Monthly Archives: February 2019

Week 4 – Technological Politics

Do Artifacts have Politics?

This obscure question was posed as the title of a classic article by Langdon Winner from 1980. In this evocative piece, Winner calls out the many ways in which technology shapes political arrangements. His essential thesis is that technology (defined as ‘all of modern human artifice’) has political properties in two separate ways – through deliberate social arrangement, and through inherent requirements of the technology itself. Landon uses nuclear energy as an example – a technology so powerful that it will always require political arrangements of strong central authority for safeguarding purposes.

Class discussion over this article was lively, applying it to the modern technological systems. For a reading reflection, everyone was asked to describe a case of political technology of their own choosing (“a technology that has been used to structure the arrangements of power and activities in society.”) Everyone managed to choose a unique technology, which was a fascinating result!
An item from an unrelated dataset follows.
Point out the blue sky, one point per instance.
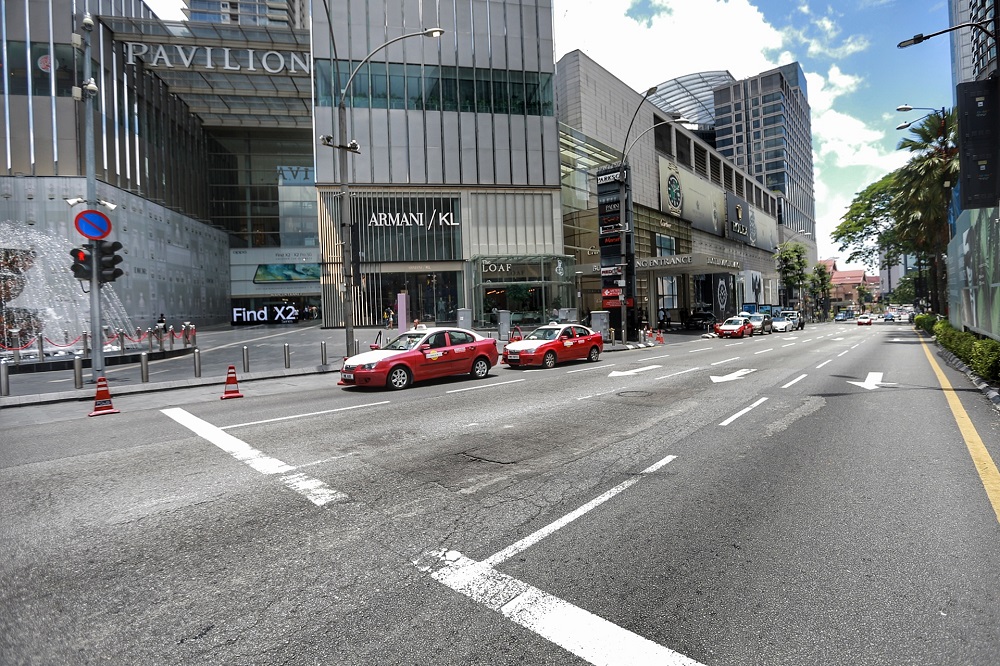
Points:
(856, 76)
We spent the first half of the class describing the technology we chose discussing their political ramifications. Social media, gene-editing, hydroelectric dams, autonomous vehicles, micro grids, AI, surveillance, and blockchain were all discussed. It became pretty clear – we are living in an age of rapidly expanding technology, and there is great importance in evaluating this technology in terms of its political properties. Public debate is a useful way to reframe and expand our notions of how technology can be used. The technocratic nature of the world today means engineers have a lot of sway in shaping the debate on political technologies.

The rest of class was a discussion on the democratizing power of distributed energy, and the paradigm shift between distributed and centralized electricity systems. We were in fair agreement that the future of energy systems will be a hybrid of distributed and centralized systems – a substantial engineering challenge for the 21st century!
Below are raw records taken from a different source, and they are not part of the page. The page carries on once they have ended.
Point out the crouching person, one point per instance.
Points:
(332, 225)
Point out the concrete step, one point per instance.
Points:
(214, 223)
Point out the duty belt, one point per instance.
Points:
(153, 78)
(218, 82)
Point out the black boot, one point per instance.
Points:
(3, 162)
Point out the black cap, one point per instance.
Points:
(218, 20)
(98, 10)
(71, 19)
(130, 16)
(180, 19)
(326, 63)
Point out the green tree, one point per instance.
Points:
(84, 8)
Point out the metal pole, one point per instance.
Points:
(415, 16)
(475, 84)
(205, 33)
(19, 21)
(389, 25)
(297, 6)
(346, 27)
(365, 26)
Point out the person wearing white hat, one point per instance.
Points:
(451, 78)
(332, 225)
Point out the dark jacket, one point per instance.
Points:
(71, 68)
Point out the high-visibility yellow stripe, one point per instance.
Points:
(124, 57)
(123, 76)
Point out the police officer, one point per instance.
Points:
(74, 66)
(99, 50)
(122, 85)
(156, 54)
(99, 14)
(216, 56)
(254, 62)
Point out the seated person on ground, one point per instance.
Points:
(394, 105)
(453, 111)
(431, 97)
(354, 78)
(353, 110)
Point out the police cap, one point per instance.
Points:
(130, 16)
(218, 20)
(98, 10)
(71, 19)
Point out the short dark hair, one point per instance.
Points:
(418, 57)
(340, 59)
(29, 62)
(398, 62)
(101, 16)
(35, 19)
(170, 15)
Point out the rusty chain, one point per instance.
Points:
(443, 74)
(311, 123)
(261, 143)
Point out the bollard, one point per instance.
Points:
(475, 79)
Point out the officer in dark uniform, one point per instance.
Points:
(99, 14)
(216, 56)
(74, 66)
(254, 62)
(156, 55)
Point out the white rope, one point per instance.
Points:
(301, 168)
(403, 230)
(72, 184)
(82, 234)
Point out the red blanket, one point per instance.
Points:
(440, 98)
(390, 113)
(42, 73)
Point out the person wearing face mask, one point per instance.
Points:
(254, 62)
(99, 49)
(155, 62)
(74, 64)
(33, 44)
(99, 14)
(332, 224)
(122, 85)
Our second class was a mock political debate on Canada’s national response to climate change. Pre-reading was an introductory chapter from Judith Layzer’s textbook on the creation of environmental policy in the United States. The text describes environmental policymaking as an essential battle between two different world views: One of ecocentric environmentalists, and one of humanist corcucopians. Environmental policymaking also begins with a disputed problem description and proceeds through many actors (NGOs, experts, media, government) before it is placed before lawmakers.

As a class activity, we divided into two groups, one for each world view, to approach the problem of creating a national climate policy for Canada. This role-play turned out to be quite useful for understanding counterarguments to our collective environmentalist mentality, and the monumental challenge it really is to tackle the climate problem politically – especially for Canada with it’s resource heavy economy.

Cornucopians frame the climate problem as essentially solvable and not worthy of dissolving Canada’s petroleum economy. They gravitate towards neoliberal ideas like cap and trade systems, consumer responsibility, and Canada’s role as a ‘safe’ global provider to oil and gas markets. Environmentalists are frantic over the climate problem, and are quickly willing to propose rash solutions – probably with significant detriment to Canada’s economy and people’s livelihoods. Environmentalists are in favor of strong policy responses, like creating a national renewable energy and job training program, expanding public transportation systems, and scaling back Canada’s petroleum economy over time. Some places where the two sides could agree: 1) Climate change is real and there will be significant impacts across the world and in Canada. 2) Pricing carbon is a good idea. 3) Improvements to transportation infrastructure can help.

Political frameworks – check. Next week – capitalist frameworks!

 

This week’s readings:

Winner, Langdon. 1980. “Do Artifacts Have Politics?”. Daedalus 109 (1): 121-136.

Judith A. Layzer. 2011. The Environmental Case: Translating Values Into Policy, 2nd Edition. Chapter 1: 1-23.